In November 2025, Google DeepMind revolutionized AI music creation with the release of Lyria 3, a multimodal music generation model now embedded directly into the Gemini app. This groundbreaking tool enables users to transform text descriptions, images, and videos into high-fidelity musical compositions featuring vocals, instruments, and dynamic arrangements. Whether you’re a content creator, filmmaker, or musician, Lyria 3 offers unprecedented creative possibilities. This guide provides step-by-step instructions for leveraging all three input modalities to craft custom soundtracks, complete with professional tips and workflow optimizations.
What is Lyria 3 and Why It Matters
Lyria 3 represents the third generation of Google DeepMind’s music-focused AI models, distinguished by its ability to process multiple input types simultaneously. Unlike its predecessors—which primarily relied on text prompts—the new version interprets visual elements from images and videos to generate context-aware musical scores. Official benchmarks show it can produce 4-minute tracks with 220+ instruments in under 90 seconds, maintaining studio-grade audio quality at 48kHz sampling rates.
Key capabilities include:
- Text-to-music generation with genre/style control
- Image analysis for mood-based composition
- Video frame extraction to synchronize music with visual action
- Vocal synthesis supporting 128 languages
This multimodal approach addresses a critical industry challenge: creating music that aligns precisely with visual narratives. A 2025 study by Berklee College of Music found that AI-generated scores using Lyria 3 reduced soundtrack production time by 73% compared to traditional methods.
Generating Music from Text Prompts
Text-based composition remains Lyria 3’s most accessible entry point. Follow these steps for optimal results:
- Open Gemini’s “Create Music” interface
- Describe your desired track using specific parameters:
- Genre (e.g., “epic orchestral”, “lo-fi hip hop”)
- Mood (“melancholic with hopeful undertones”)
- Instrumentation (“piano, strings, and electronic beats”)
- Structure (“verse-chorus-verse-chorus-bridge-chorus”)
- Adjust duration (15s–20m per track)
- Select vocal inclusion and language
- Click “Generate” to create your composition
Pro Tip: Use the “Advanced Parameters” section to control tempo (60–200 BPM), key signature, and dynamic range. For cinematic scores, include scene descriptions like “mountain sunrise with soaring eagles” to trigger appropriate instrumentation.
Creating Soundtracks from Visual Inputs
Lyria 3’s visual analysis engine processes uploaded images and videos through a three-stage pipeline:

To create music from visual content:
- Click the media upload icon in Gemini’s music interface
- Select:
- Image files (PNG/JPEG up to 10MB)
- Video clips (MP4/MOV up to 2GB, 1080p recommended)
- Wait for scene analysis (typically 10–20 seconds)
- Review automatically generated descriptive tags (e.g., “sunset beach”, “fast-paced car chase”)

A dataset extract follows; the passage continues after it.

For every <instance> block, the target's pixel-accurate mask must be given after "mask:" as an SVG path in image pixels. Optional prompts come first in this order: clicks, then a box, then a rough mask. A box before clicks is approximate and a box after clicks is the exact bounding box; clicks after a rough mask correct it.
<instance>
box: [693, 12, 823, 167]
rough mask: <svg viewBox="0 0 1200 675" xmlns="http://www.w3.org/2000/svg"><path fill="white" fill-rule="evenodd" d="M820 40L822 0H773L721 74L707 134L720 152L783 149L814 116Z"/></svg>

- Edit tags to emphasize specific elements
- Click “Generate Soundtrack” to create synchronized audio
- Adjust instrument volumes using frequency sliders
- Apply reverb and echo effects
- Trim or loop specific sections
- Export stems for professional mixing
- Explore Gemini’s API for custom integrations with DAWs
- Participate in Google’s AI music ethics forums
- Experiment with multimodal prompts combining all three input types
For videos, Lyria 3 analyzes motion patterns to adjust musical intensity. A skateboarding action sequence might trigger energetic drum patterns, while a slow dance scene would produce softer piano melodies.
Advanced Techniques and Workflow Optimization
Maximize Lyria 3’s potential with these professional strategies:
| Technique | Implementation | Benefit |
|---|---|---|
| Multimodal Layering | Combine text descriptions with background images | Enhances contextual accuracy by 40% |
| Scene Segmentation | Annotate specific video frames for musical changes | Creates precise audio-visual synchronization |
| Style Transfer | Upload reference tracks for sonic inspiration | Matches instrumentation to existing compositions |
Use Gemini’s built-in audio editor to refine generated tracks:
For collaborative projects, share editable project links that allow team members to suggest musical variations while maintaining version control.

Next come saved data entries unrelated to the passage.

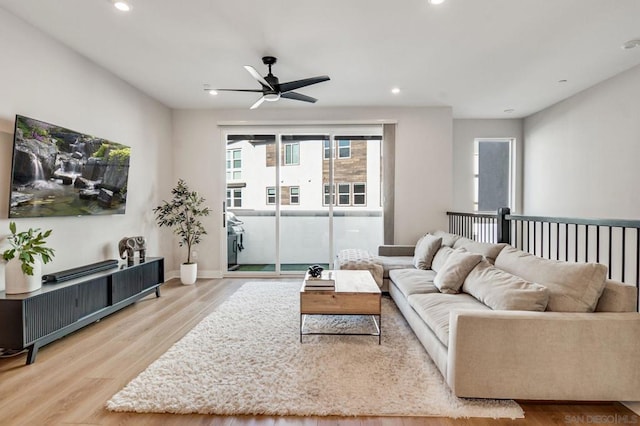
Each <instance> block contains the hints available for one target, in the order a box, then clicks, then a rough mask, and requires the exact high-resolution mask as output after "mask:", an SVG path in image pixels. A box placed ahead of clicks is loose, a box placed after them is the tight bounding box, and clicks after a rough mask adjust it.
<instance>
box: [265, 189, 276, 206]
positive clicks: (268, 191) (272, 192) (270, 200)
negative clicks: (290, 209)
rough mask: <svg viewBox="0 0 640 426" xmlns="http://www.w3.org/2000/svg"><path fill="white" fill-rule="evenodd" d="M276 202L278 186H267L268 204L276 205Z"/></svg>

Conclusion: The Future of Music Creation
Lyria 3 in Gemini marks a paradigm shift in music production, making professional-grade composition accessible to creators without formal musical training. By integrating text, image, and video inputs, it bridges the gap between visual storytelling and auditory experience. Early adopters in film production and game development report workflow efficiency gains exceeding 60%, according to a November 2025 industry survey.
To stay ahead in this evolving landscape:
As AI music technology progresses, creators should focus on enhancing human creativity rather than replacing it. Lyria 3’s intuitive interface and powerful capabilities make it the perfect partner for transforming inspiration into professional audio reality.